Scade il 24 agosto il taglio delle accise sui carburanti, mentre questi ultimi – incuranti dell’elargizione dello Stato –  giocano a crescere. Il governo sembra lavarsene le mani scaricando la responsabilità sulla “maligna” Europa: insieme a Germania, Austria, Polonia Portogallo e Spagna sollecita una tassa europea sui cosiddetti extra profitti delle compagnie petrolifere da utilizzare alla bisogna. Con l’aggiunta di chi, associazioni e partiti, chiede semplicemente una proroga del taglio… come se quello in essere avesse funzionato. L’unica certezza, al momento, è che entrerà in funzione il meccanismo delle accise mobili: il maggior gettito fiscale dell’Iva che ridurrà il carico fiscale sui carburanti. Insomma: deficit che si somma a deficit.
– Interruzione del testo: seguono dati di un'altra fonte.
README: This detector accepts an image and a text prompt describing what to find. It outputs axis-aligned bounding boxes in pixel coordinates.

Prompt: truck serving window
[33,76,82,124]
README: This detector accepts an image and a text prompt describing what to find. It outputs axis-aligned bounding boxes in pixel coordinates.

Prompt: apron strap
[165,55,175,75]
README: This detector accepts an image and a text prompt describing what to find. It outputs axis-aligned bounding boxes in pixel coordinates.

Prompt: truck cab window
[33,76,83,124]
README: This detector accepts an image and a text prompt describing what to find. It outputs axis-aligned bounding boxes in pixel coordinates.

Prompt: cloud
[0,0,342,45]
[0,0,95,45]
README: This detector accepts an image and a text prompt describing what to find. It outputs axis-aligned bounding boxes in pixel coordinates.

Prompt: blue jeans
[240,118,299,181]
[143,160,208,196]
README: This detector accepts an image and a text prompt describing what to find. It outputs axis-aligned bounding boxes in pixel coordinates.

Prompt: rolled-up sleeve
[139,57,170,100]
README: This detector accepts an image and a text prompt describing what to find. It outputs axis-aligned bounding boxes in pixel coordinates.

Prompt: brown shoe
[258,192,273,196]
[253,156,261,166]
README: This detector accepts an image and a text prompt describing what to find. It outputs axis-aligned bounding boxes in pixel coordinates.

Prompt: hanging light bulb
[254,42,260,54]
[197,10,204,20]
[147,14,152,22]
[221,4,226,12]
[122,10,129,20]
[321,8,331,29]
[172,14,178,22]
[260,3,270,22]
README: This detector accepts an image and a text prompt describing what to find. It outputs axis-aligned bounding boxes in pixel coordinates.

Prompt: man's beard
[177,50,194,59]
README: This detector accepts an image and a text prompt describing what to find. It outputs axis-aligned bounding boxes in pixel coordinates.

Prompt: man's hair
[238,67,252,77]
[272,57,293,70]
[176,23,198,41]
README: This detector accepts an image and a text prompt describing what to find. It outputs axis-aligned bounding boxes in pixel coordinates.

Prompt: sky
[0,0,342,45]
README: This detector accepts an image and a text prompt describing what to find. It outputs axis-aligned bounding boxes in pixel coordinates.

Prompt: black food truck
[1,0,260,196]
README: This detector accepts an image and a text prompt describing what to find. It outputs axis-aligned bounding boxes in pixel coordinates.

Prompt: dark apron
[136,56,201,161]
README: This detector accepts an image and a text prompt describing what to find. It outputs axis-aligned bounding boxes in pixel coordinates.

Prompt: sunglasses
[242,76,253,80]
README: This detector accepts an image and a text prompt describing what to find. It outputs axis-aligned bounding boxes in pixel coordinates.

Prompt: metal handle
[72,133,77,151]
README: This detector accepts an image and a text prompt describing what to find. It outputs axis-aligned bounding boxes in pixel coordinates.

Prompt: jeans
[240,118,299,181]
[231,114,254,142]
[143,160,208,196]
I provvedimenti in essere, e quelli che al momento potrebbero esserci, sono sostanzialmente meccanismi di controllo dei prezzi. Le istituzioni non sono in grado di stimolare e far giocare il mercato e – per lavarsi la coscienza, propaganda ed incapacità – approvano provvedimenti che dovrebbero dar loro il controllo della situazione… che, però gli sfugge di mano. Ché non c’è nulla di peggio di un mercato come una sorta di guerra di tutti contro tutti dove l’antitrust, per esempio, diventa un orpello per fare bella figura, e Mister Prezzi costosamente inutile.

Il tentativo di diminuire i prezzi dei carburanti senza diminuire quanto alla fonte rende questi prezzi alti, è anche dannoso per tutta l’economia.